Software will be built within the master image. The regular desktops are using AppV but the VDI ones wont.

We're starting small to see how it goes.
 
I have a few thoughts which spring to mind when reading your questions

1. Staff savings....there are virtually no staff to manage the desktops, but there are a few within the infrastructure team who can look after the backend. Having vdi sessions roll back when users logout would be great here.
2. Cost savings isn't much of a priority but it does seem easier to secure capital investment on servers/storage over desktop machines for some strange reason?
3. Everything you have listed is already taken care of. Most of what you asked is all automated so deploying apps, creating build images is just a click of a button. New network, new sans, new blades for rds
4. We have a new SCCM 1802 platform which in fairness is working really well
5. Compellent san flash/10k.....we have an order in for a second shelf with 10k disks but will look into its current performance and see about perhaps using a spare 15k san or buying a new compellent with all flash for vdi
6. We have a 50/50 mix between thin client and full windows desktop.....to be honest, id be happy with 50% thin client, 25% vdi, 25% local pc.
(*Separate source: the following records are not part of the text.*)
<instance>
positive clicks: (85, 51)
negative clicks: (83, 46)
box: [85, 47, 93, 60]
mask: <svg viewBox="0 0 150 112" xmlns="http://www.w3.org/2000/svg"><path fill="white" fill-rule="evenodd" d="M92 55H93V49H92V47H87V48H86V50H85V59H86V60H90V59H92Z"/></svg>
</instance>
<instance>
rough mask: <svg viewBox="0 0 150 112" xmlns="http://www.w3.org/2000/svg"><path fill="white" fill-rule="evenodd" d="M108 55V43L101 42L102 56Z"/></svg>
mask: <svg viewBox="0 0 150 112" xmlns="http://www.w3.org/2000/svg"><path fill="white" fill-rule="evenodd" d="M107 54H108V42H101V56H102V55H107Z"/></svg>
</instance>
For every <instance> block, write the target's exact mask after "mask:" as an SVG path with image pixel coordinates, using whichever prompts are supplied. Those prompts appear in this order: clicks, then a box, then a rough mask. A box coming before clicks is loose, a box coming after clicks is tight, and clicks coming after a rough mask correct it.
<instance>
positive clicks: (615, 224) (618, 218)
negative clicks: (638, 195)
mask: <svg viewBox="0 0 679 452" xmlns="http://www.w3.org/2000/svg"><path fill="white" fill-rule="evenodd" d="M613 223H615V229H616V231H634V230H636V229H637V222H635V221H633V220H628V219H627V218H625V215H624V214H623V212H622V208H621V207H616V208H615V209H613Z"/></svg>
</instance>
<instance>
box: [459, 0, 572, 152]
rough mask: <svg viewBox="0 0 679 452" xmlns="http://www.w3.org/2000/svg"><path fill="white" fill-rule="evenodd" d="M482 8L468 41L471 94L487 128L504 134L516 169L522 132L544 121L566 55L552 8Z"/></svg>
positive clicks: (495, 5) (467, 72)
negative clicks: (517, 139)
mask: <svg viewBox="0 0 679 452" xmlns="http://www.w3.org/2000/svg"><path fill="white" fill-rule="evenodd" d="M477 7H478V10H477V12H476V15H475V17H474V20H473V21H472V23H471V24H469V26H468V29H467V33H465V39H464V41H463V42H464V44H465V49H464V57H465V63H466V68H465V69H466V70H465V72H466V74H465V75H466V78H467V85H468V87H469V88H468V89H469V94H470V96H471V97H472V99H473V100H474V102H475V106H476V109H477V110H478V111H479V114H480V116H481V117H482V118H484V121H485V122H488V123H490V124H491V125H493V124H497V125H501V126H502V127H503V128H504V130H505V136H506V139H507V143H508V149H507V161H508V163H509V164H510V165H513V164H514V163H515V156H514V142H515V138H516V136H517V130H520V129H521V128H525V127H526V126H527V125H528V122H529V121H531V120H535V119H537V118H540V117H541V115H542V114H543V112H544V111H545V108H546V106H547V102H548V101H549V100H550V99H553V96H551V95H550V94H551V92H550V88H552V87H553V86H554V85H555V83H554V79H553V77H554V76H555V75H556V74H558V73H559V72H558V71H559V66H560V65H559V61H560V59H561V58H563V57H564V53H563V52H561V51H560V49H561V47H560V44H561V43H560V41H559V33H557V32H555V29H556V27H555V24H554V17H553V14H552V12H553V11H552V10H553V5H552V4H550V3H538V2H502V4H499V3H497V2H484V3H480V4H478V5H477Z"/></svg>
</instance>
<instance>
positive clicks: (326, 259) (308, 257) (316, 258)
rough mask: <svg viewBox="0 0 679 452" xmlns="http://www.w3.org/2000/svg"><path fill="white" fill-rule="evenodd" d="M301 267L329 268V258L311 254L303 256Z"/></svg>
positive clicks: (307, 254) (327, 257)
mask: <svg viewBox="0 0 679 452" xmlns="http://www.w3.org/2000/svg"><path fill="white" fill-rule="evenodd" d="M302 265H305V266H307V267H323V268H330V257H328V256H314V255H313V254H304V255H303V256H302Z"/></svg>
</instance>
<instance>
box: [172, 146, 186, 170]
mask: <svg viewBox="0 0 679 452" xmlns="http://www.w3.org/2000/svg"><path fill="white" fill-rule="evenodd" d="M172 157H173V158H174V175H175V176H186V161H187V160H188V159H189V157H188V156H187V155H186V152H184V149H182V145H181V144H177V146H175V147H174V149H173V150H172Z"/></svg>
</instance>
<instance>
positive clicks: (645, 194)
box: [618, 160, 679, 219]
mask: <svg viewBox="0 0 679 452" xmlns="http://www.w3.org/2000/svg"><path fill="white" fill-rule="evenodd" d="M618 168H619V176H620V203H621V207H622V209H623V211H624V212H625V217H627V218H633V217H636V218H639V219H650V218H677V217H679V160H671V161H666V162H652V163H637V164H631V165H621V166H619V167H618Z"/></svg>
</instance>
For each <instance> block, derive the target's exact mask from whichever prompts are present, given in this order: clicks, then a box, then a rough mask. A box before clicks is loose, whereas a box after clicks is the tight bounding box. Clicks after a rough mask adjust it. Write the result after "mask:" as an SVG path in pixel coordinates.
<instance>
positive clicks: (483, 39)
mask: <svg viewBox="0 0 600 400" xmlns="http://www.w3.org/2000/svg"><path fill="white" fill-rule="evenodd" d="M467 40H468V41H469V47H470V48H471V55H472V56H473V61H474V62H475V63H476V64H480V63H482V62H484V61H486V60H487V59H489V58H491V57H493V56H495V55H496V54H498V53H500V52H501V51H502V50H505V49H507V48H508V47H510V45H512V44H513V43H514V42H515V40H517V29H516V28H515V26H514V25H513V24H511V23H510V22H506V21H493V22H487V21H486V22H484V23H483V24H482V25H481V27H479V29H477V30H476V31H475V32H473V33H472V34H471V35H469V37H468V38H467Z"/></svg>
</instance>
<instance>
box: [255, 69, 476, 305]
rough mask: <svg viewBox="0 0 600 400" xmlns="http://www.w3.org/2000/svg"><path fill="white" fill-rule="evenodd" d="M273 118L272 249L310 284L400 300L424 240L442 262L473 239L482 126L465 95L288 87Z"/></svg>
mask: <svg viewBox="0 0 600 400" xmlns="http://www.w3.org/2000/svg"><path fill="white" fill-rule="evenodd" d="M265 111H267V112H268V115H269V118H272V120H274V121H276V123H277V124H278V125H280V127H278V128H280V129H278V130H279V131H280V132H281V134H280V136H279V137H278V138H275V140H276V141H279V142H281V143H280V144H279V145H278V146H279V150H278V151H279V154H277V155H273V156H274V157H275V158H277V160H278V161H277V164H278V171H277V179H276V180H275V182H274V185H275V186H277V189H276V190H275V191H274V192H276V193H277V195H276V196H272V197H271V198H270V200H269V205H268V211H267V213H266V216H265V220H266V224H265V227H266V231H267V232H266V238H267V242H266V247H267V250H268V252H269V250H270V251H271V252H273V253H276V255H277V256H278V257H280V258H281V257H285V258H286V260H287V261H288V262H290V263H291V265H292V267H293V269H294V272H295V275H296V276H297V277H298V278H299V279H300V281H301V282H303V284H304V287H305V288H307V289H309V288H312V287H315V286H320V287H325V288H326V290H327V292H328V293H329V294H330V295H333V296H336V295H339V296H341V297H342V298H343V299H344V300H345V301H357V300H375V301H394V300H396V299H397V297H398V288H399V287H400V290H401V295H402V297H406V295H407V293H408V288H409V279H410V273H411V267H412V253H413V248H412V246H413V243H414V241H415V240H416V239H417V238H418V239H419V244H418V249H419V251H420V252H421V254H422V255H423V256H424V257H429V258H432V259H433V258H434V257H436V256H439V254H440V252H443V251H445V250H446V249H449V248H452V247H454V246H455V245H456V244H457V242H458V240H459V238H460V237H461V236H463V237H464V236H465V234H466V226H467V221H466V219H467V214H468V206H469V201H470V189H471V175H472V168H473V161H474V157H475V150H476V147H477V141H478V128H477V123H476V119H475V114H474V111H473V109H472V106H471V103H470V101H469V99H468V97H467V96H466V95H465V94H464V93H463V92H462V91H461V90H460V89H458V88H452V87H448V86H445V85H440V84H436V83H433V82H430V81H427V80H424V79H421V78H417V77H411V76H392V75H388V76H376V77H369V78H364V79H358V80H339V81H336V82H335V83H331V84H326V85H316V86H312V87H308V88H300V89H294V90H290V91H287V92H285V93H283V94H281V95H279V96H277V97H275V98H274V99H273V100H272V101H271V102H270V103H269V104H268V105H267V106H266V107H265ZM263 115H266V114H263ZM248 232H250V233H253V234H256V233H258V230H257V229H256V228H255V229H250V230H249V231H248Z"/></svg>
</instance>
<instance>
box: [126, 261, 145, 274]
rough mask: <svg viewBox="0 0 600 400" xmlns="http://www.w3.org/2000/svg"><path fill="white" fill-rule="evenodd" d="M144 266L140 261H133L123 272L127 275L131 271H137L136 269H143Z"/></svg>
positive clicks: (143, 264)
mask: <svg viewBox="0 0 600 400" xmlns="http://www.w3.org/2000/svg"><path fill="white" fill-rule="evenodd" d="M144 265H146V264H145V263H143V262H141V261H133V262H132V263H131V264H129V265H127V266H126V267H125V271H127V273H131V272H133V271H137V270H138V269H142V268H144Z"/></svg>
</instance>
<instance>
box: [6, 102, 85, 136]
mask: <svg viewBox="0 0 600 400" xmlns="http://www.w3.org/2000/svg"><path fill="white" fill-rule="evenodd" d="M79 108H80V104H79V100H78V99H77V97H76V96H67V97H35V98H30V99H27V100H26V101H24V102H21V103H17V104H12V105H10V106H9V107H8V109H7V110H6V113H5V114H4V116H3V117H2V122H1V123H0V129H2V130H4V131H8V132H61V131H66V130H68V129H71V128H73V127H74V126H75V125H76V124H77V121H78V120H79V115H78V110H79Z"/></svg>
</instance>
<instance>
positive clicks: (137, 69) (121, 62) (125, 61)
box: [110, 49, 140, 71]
I'd say approx. 700-1000 vdi terminals in total (with maybe up to 60% online at the same time)
7. I'd say a max of 10 collections (hopefully a lot less when we really start looking into it)
8. True, but we are working with the igel dev team in Germany to create us firmware so we can profile the terminals to a specific collection. This is working, but they need to integrate it into the firmware as it's additional code we had to stick in whilst testing

Additional points. Remote working will be left as-is through our rds gateway/Fortinet ssl gateway. The only way users will be able to access vdi is through vdi terminals. vdi collections will have rdweb disabled.
I want to use my R&D budget to buy two servers as a trial. :) and if its not right I'll use them for our hv cluster

I think a second compellent san will be ordered within the next 12 months anyway, as I want to configure our physical servers (only have about 10) to boot from the current san. This fits in nicely with our DR/BC plans.

Currently we have a blade server running 20 vdi sessions, from our standard windows 10 sccm build. Looks ok, cpu doesn't look high and the san doesn't look to have changed much either. Things will no doubt change when we scale up, but the server it's on is quite old (iirc, 2x6core xeons, 128gb ram)

I'm in a meeting today with a few outside consultants. I'll go over our entire estate and see what they recommend.